State-of-the-art language models can match human performance on many tasks

Overview

Status: Archive (code is provided as-is, no updates expected)

Grade School Math

[Blog Post] [Paper]

State-of-the-art language models can match human performance on many tasks, but they still struggle to robustly perform multi-step mathematical reasoning. To diagnose the failures of current models and support research, we're releasing GSM8K, a dataset of 8.5K high quality linguistically diverse grade school math word problems. We find that even the largest transformer models fail to achieve high test performance, despite the conceptual simplicity of this problem distribution.

Dataset Details

GSM8K consists of 8.5K high quality grade school math problems created by human problem writers. We segmented these into 7.5K training problems and 1K test problems. These problems take between 2 and 8 steps to solve, and solutions primarily involve performing a sequence of elementary calculations using basic arithmetic operations (+ - / *) to reach the final answer. A bright middle school student should be able to solve every problem.

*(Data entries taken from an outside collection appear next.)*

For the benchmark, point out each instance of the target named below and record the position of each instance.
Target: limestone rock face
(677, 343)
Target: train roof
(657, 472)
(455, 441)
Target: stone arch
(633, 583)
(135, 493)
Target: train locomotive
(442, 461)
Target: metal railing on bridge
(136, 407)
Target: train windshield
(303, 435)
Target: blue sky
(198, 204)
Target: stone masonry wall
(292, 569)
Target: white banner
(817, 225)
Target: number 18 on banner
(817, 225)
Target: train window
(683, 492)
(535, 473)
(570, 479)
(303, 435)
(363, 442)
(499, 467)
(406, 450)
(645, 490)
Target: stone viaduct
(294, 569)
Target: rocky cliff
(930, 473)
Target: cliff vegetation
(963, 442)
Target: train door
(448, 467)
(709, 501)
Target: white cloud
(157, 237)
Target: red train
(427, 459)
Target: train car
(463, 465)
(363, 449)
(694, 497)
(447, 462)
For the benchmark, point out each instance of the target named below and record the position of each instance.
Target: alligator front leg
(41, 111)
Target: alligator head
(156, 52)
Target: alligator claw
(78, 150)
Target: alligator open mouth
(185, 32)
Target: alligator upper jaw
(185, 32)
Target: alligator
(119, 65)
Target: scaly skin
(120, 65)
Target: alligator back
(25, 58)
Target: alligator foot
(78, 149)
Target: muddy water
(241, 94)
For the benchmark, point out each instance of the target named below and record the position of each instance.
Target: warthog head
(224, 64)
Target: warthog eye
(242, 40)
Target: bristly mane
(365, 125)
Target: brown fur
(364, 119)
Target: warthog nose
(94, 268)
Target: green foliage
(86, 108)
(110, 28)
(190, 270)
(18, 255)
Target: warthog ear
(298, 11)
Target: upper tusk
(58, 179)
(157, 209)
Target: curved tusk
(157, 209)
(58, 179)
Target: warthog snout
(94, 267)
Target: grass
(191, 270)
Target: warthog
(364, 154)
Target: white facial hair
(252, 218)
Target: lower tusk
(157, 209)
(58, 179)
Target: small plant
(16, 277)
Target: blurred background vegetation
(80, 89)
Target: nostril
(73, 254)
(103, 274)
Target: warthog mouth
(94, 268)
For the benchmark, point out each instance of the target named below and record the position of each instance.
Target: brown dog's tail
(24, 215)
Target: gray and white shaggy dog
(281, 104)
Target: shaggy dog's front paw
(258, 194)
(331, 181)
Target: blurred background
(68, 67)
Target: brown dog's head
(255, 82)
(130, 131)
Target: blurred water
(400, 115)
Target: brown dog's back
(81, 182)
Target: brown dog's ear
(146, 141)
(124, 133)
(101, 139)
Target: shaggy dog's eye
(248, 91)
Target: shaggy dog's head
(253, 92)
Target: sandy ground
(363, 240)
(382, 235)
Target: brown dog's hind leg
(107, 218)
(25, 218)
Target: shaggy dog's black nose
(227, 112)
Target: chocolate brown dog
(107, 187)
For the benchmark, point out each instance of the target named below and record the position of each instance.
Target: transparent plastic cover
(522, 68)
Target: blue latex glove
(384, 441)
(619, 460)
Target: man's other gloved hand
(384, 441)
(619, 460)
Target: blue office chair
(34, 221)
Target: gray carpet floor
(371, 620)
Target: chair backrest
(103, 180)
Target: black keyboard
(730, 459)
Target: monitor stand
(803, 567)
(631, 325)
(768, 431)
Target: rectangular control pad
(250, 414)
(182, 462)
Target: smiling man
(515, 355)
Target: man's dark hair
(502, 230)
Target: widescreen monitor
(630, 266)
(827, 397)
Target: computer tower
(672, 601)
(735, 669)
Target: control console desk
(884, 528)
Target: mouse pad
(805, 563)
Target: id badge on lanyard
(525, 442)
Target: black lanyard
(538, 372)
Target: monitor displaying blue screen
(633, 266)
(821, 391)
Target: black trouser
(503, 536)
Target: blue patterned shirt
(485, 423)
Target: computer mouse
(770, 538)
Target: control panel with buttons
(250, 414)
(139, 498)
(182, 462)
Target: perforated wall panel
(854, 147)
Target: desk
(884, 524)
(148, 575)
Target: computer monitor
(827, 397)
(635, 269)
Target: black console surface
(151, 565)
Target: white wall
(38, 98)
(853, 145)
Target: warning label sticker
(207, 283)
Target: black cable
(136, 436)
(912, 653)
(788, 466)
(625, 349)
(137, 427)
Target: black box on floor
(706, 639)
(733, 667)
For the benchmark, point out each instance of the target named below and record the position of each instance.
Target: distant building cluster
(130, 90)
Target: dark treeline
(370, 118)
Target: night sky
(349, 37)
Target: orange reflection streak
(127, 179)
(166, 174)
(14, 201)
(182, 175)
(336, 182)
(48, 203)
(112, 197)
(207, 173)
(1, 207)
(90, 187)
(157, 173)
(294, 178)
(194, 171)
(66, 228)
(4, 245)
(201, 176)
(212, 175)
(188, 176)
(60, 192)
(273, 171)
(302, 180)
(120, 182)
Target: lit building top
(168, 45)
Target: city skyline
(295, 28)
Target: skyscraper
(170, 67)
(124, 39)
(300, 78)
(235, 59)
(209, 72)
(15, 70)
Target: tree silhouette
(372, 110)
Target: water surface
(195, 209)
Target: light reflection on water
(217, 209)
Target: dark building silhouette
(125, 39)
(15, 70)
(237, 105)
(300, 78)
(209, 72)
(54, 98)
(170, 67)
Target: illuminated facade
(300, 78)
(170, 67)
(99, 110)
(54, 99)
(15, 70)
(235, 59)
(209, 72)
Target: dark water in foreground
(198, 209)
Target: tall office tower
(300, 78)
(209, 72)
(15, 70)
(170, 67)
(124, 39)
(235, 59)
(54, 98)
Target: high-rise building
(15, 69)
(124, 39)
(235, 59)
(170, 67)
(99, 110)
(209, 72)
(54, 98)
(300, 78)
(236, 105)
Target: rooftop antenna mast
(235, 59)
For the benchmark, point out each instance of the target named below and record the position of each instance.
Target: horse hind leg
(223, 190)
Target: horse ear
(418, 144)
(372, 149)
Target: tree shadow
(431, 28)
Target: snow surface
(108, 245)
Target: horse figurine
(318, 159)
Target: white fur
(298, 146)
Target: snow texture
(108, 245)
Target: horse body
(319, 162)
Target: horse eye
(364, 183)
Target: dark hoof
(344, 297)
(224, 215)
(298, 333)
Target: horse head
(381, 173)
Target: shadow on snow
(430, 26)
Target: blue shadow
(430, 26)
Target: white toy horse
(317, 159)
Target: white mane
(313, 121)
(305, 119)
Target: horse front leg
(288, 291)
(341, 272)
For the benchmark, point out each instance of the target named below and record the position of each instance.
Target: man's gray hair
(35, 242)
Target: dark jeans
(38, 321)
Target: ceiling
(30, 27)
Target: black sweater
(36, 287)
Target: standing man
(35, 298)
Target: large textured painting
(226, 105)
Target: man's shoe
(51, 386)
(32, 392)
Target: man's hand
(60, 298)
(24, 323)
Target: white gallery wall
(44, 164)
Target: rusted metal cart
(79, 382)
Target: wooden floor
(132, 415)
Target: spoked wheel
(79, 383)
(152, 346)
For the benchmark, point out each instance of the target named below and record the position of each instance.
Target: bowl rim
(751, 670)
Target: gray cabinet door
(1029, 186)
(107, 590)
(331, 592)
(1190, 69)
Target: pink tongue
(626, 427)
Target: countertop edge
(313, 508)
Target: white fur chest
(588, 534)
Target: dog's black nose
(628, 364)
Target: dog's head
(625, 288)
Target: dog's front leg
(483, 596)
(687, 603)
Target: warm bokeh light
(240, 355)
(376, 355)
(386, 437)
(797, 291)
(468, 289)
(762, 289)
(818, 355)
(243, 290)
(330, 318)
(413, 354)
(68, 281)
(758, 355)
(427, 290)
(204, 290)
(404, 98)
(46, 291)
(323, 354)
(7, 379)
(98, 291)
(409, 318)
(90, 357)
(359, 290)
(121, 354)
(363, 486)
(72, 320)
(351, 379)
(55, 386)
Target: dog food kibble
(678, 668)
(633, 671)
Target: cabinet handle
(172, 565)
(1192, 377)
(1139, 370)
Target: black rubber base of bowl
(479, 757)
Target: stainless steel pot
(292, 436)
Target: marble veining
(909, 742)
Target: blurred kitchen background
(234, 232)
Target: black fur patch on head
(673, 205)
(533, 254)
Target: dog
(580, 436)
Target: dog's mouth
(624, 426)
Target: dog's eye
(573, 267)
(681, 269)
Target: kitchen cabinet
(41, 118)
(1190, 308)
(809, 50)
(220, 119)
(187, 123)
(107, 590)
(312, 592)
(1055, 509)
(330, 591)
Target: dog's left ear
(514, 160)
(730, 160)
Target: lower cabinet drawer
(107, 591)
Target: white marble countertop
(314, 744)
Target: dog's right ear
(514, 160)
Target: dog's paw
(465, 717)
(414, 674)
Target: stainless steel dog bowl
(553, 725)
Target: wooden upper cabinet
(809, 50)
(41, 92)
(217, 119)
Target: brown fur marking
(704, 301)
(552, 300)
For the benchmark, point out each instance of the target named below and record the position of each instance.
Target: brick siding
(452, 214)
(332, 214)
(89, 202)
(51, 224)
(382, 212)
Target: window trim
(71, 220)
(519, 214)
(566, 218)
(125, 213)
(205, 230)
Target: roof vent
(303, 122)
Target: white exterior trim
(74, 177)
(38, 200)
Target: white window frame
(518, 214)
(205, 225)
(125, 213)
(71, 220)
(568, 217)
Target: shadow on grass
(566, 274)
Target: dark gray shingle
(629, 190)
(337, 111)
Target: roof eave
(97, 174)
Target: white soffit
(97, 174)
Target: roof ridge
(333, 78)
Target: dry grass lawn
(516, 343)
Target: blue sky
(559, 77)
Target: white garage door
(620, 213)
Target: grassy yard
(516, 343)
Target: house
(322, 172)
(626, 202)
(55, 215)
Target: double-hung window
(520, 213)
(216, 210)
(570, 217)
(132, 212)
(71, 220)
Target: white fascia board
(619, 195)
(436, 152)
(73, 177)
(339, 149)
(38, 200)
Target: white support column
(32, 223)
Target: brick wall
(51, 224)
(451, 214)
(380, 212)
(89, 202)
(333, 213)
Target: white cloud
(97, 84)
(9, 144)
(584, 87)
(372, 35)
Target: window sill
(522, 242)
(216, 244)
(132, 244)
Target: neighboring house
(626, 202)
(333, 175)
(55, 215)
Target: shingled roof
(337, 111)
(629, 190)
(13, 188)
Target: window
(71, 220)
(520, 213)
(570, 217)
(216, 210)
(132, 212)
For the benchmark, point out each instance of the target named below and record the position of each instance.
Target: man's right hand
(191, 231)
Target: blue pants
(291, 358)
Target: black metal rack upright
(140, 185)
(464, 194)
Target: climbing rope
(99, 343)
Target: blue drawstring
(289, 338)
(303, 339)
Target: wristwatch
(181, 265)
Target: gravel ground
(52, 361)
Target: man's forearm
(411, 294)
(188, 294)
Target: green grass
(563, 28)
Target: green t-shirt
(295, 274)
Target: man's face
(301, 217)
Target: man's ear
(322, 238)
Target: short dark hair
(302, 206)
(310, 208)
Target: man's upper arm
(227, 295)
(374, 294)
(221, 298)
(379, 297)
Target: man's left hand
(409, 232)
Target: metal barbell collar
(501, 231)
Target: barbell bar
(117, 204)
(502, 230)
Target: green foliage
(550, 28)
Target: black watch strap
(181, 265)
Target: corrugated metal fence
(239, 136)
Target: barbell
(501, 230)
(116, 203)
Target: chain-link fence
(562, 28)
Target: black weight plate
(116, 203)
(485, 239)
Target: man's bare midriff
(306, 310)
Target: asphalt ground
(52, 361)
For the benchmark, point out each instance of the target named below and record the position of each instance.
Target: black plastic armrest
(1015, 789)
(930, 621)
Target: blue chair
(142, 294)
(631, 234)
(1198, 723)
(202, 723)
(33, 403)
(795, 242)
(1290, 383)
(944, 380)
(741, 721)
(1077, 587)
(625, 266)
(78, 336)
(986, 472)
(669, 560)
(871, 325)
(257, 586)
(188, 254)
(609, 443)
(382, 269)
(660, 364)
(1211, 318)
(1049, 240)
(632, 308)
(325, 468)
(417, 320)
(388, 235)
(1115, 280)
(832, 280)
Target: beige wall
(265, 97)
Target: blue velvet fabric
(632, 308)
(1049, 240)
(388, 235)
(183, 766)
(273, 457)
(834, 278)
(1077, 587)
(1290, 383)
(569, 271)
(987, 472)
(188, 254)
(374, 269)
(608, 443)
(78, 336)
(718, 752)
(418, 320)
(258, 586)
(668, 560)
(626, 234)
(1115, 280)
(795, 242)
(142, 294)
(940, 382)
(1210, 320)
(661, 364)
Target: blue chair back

The raw data files can be found in:

  • grade_school_math/data/train.jsonl
  • grade_school_math/data/test.jsonl

Each line of those files corresponds to a single grade school math problem, saved as a json dictionary (with a "question" key and an "answer" key). The answer is formatted such that it uses calculation annotations and so that the final numeric solution is the final line of the solution, preceded by ####.

Calculation Annotations

Our models frequently fail to accurately perform calculations. Although larger models make fewer arithmetic mistakes than smaller models, this remains a common source of errors. To mitigate this issue, we train our models to use a calculator by injecting calculation annotations into the training set. At training time, we simply finetune on this language data as is. At test time, a calculator will override sampling when the model chooses to use these annotations. An example implementation of the calculator sampling can be found in calculator.py.

If you would like to remove the calculator annotations, simply remove any string that starts with << and ends with >>.

Solution Extracting

To extract the final numeric solution for a particular question, simply parse the completion to extract the numeric value immediately following the #### token. Some example python code to do so is shown in dataset.py:is_correct.

Socratic Dataset

During our research, we also investigated a modified solution format that injects automatically generated "Socratic subquestions" before each step. Although we ultimately did not use this format for any experiments in the paper, we make this data available to anyone who is interested.

We show an example below, with the socratic subquestions in bold:

A carnival snack booth made $50 selling popcorn each day. It made three times as much selling cotton candy. For a 5-day activity, the booth has to pay $30 rent and $75 for the cost of the ingredients. How much did the booth earn for 5 days after paying the rent and the cost of ingredients?
How much did the booth make selling cotton candy each day? ** The booth made $50 x 3 = $<<50*3=150>>150 selling cotton candy each day.
How much did the booth make in a day? ** In a day, the booth made a total of $150 + $50 = $<<150+50=200>>200.
How much did the booth make in 5 days? ** In 5 days, they made a total of $200 x 5 = $<<200*5=1000>>1000.
How much did the booth have to pay? ** The booth has to pay a total of $30 + $75 = $<<30+75=105>>105.
How much did the booth earn after paying the rent and the cost of ingredients? ** Thus, the booth earned $1000 - $105 = $<<1000-105=895>>895.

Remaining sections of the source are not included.